I numeri sono impressionanti. 63 mila persone morte in Europa per il caldo eccessivo nel 2024. Il 70 per cento dei 24 mila decessi dell’estate 2025 per le ondate di calore in 854 città europee è stato causato dai cambiamenti climatici.

Poi ci sono le morti premature provocate dell’inquinamento atmosferico, 600 mila nel vecchio continente, 300 mila nella Ue, 70 mila in Italia secondo le stime più accreditate.
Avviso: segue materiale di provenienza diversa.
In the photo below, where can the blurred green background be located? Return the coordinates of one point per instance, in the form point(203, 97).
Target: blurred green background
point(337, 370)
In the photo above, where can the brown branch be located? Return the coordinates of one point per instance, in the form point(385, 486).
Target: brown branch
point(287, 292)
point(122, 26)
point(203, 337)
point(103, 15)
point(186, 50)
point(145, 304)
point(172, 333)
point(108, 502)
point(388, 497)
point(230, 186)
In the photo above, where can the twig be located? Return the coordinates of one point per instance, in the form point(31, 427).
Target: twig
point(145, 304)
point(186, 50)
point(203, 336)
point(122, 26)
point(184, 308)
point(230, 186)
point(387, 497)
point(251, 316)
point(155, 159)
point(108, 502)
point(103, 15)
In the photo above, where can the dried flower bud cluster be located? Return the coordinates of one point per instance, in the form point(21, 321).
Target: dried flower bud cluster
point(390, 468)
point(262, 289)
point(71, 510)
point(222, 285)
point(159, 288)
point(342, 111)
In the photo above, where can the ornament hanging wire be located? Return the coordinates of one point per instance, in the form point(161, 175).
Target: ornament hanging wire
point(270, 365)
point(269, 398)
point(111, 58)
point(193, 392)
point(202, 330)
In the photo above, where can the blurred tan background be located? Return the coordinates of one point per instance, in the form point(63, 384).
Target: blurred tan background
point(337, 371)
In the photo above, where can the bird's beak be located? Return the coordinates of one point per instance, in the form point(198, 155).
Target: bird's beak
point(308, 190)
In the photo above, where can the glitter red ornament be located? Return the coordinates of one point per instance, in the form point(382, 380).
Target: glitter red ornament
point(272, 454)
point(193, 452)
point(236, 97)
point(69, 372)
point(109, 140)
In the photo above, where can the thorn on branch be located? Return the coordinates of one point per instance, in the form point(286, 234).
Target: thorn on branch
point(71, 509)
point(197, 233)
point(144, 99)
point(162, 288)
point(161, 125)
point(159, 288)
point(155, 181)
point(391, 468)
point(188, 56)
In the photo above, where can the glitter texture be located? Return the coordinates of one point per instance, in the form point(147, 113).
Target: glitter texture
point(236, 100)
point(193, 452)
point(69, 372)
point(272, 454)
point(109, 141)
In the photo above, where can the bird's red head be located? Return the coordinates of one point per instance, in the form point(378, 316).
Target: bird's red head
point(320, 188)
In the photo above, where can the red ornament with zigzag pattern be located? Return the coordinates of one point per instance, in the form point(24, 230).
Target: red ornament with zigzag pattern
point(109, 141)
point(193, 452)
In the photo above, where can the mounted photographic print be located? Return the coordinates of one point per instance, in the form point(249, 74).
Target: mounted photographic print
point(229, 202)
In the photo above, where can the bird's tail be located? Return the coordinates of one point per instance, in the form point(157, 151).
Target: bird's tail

E ancora, le perdite economiche, i danni causati dagli eventi estremi, le ore di lavoro andate in fumo.

Crisi climatica come il Covid

Il rapporto della commissione indipendente su clima e salute della divisione europea dell’Organizzazione mondiale della sanità, composta da ex capi di governo, rappresentanti di organizzazioni internazionali e della società civile, enumera dati drammatici. E lancia una richiesta: classificare come emergenza sanitaria pubblica di rilevanza internazionale il cambiamento climatico, come è stato fatto per il Covid e per l’epidemia di Ebola in corso.

I motivi sono presto spiegati: è in corso una crisi che colpisce simultaneamente salute, alimentazione, acqua, energia e sicurezza nazionale, l’Europa è l’area che registra un aumento delle temperature in misura doppia rispetto alla media globale, il climate change è una minaccia alla sicurezza, un’emergenza sanitaria e una bomba economica a orologeria. E il margine di manovra per evitare danni irreversibili è ormai ridotto, specificano gli esperti.

Modello di sviluppo sbagliato

L’Oms conferma che il riscaldamento climatico è figlio di un modello di sviluppo incompatibile con la struttura della Terra, di un sistema che pur di massimizzare i profitti continua a sfruttare le fonti fossili che alimentano la crisi, a deforestare, a inquinare portando a un drammatico declino della biodiversità. Ad oggi “le regole, i mezzi finanziari e le priorità politiche vanno tutte nella direzione sbagliata”.

17 raccomandazioni

La Commissione ha elaborato un documento nel quale vengono formulate 17 raccomandazioni rivolte ai governi per rafforzare le misure di contrasto al cambiamento climatico e alle sue conseguenze sanitarie. Tra queste, rafforzare le azioni a livello locale, riformare i sistemi economici e finanziari che sono all’origine della crisi climatica, integrare la variabile climatica in tutte le politiche nazionali, non solo energetiche ma anche finanziarie, di difesa e sanitarie.

Viene proposto inoltre di eliminare progressivamente i sussidi ai combustibili fossili, destinando le risorse a energie rinnovabili, trasporto pubblico, alimentazione sostenibile e sistemi sanitari resilienti al clima.

Sul fronte sanitario vengono chiesti investimenti nella formazione obbligatoria degli operatori sui temi clima-salute, nell’integrazione della salute mentale nelle strategie climatiche e in standard di approvvigionamento green per ridurre le emissioni del settore sanitario.

Minaccia alla sicurezza

“Il cambiamento climatico è una minaccia alla sicurezza, un’emergenza sanitaria e una bomba economica a orologeria, tutto in uno - ha dichiarato Hans Henri P. Kluge, direttore dell’ufficio regionale Oms per l’Europa -. Nel frattempo, i governi spendono miliardi per sovvenzionare i combustibili che causano il cambiamento climatico e gravano sui nostri sistemi sanitari. Questa commissione dice chiaramente ai leader: agite ora, finché esiste ancora una finestra di opportunità per un’azione preventiva”.